In this article, we’ll discuss the common defects you may encounter with injection molding, including how to recognize them, what causes them, and how to avoid them.
If the surface of your part appears to have specks, or flakes, of another material embedded in it, you may have a contamination problem with your material. However, if these specks are black, they may indicate a different problem. Often, black specks in parts can be caused by the molten material carbonizing inside the injection molding machine’s barrel. This occurs when the material is kept inside the barrel too long and degrades, causing it to turn black and clump together. To avoid this problem, increase injection speed so the time the material is kept inside the barrel is minimized.
A part may become burned during molding if the material overheats. This defect is distinguishable from other discoloration issues because it will be black or rust-colored.

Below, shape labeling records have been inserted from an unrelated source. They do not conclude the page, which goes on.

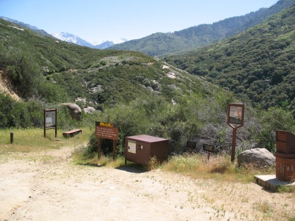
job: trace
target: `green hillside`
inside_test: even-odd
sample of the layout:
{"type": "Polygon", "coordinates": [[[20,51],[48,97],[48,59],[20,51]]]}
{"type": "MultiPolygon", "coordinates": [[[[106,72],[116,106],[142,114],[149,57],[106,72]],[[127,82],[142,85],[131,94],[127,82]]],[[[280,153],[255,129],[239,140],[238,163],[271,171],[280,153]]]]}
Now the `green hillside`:
{"type": "Polygon", "coordinates": [[[126,136],[145,134],[168,138],[171,151],[179,151],[205,124],[222,123],[233,101],[232,93],[144,54],[82,47],[15,26],[0,20],[0,77],[23,101],[0,93],[1,128],[42,127],[43,109],[57,107],[59,129],[111,121],[119,125],[121,150],[126,136]],[[65,102],[98,111],[75,122],[59,106],[65,102]]]}
{"type": "MultiPolygon", "coordinates": [[[[58,108],[59,130],[93,129],[95,121],[117,123],[121,155],[125,138],[139,134],[169,138],[170,153],[184,151],[188,140],[197,142],[198,149],[206,142],[228,152],[227,105],[243,101],[146,54],[83,47],[0,20],[0,83],[22,99],[0,93],[0,128],[41,128],[43,109],[58,108]],[[81,108],[80,121],[72,120],[60,106],[65,102],[81,108]],[[83,108],[87,107],[97,110],[87,114],[83,108]]],[[[273,151],[275,130],[295,129],[285,110],[258,114],[249,105],[246,110],[245,126],[237,135],[239,151],[253,142],[273,151]]],[[[95,151],[97,139],[92,140],[89,151],[95,151]]],[[[106,142],[104,146],[110,145],[111,150],[106,142]]],[[[107,148],[104,151],[107,153],[107,148]]]]}
{"type": "Polygon", "coordinates": [[[239,35],[165,60],[267,109],[295,110],[295,6],[239,35]]]}
{"type": "Polygon", "coordinates": [[[265,21],[269,16],[294,4],[295,0],[281,0],[268,8],[261,8],[245,15],[173,33],[156,33],[114,45],[111,48],[139,51],[161,57],[163,55],[192,50],[224,40],[265,21]]]}

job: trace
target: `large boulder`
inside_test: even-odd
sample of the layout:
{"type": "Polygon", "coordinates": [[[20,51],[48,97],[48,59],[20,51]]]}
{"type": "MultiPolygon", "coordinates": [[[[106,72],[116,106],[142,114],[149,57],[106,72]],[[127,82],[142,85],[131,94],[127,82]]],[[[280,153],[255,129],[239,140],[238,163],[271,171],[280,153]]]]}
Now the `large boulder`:
{"type": "Polygon", "coordinates": [[[63,103],[61,105],[66,106],[71,113],[72,119],[79,120],[81,118],[81,109],[78,105],[71,103],[63,103]]]}
{"type": "Polygon", "coordinates": [[[237,156],[239,165],[253,164],[261,166],[270,166],[275,164],[275,157],[266,148],[255,148],[242,152],[237,156]]]}
{"type": "Polygon", "coordinates": [[[84,112],[86,113],[93,113],[95,111],[95,109],[94,108],[91,107],[88,107],[88,108],[84,108],[84,112]]]}

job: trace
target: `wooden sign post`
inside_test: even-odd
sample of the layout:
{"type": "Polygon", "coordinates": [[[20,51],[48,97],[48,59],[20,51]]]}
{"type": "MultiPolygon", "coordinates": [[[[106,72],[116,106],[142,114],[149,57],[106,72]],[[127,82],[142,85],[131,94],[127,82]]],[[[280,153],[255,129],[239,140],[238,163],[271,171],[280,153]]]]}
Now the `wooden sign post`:
{"type": "Polygon", "coordinates": [[[214,149],[215,146],[213,145],[203,144],[203,150],[205,150],[208,152],[208,156],[207,157],[208,160],[209,160],[209,159],[210,158],[210,153],[214,153],[214,149]]]}
{"type": "Polygon", "coordinates": [[[57,109],[44,110],[44,135],[46,137],[46,130],[55,129],[55,137],[58,134],[57,109]]]}
{"type": "Polygon", "coordinates": [[[95,121],[95,137],[98,138],[97,159],[101,157],[101,138],[113,140],[113,159],[116,158],[117,141],[118,139],[118,125],[112,123],[95,121]]]}
{"type": "Polygon", "coordinates": [[[227,124],[233,128],[232,139],[232,163],[235,162],[236,129],[244,125],[244,104],[229,103],[228,108],[227,124]]]}

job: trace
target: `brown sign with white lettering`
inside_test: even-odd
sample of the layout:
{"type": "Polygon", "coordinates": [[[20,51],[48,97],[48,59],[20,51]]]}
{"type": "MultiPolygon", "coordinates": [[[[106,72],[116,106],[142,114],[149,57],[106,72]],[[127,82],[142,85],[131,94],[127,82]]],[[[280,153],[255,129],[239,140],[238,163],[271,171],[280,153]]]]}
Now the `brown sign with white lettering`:
{"type": "Polygon", "coordinates": [[[118,140],[118,125],[111,123],[95,121],[95,137],[98,138],[118,140]]]}

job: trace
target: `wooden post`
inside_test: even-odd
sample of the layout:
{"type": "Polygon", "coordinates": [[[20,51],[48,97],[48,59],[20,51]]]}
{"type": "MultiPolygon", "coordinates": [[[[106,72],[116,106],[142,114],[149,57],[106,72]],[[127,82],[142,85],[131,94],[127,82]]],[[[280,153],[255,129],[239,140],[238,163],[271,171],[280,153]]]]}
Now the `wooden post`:
{"type": "Polygon", "coordinates": [[[13,132],[10,132],[10,143],[13,143],[13,132]]]}
{"type": "Polygon", "coordinates": [[[98,149],[97,150],[97,160],[99,160],[101,157],[101,138],[98,138],[98,149]]]}
{"type": "Polygon", "coordinates": [[[56,138],[57,138],[57,137],[58,136],[58,109],[57,108],[55,109],[56,109],[56,122],[55,122],[55,125],[56,125],[56,128],[55,128],[55,135],[56,135],[56,138]]]}
{"type": "Polygon", "coordinates": [[[46,109],[44,110],[43,112],[43,125],[44,125],[44,138],[46,137],[46,118],[45,118],[45,115],[46,114],[46,109]]]}
{"type": "Polygon", "coordinates": [[[232,139],[232,163],[235,162],[236,155],[236,128],[233,128],[233,139],[232,139]]]}
{"type": "Polygon", "coordinates": [[[116,148],[117,147],[117,140],[113,140],[113,160],[115,160],[117,157],[117,151],[116,148]]]}

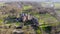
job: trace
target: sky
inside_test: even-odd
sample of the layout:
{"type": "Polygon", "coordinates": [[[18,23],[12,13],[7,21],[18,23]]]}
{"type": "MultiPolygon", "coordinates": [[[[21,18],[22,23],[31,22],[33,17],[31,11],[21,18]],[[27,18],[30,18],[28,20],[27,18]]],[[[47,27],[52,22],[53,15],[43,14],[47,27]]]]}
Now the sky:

Severe burns, however, may appear as degraded or destroyed material, not just surface discoloration. Overheating may be caused by insufficient venting or injection speed being too high. Adjusting the venting, injection speed, molding temperature, and cycle time may help negate the possibility for burns marks.
Your part may have uneven coloring or total discoloration if your colorant isn’t properly mixed with your base material or has run low or if your material is otherwise contaminated. Discoloration by contamination is commonly caused by leftover material from previous molding batches residing in the hopper, barrel, or mold. In this case, it is best to thoroughly clean the machine and mold before continuing production.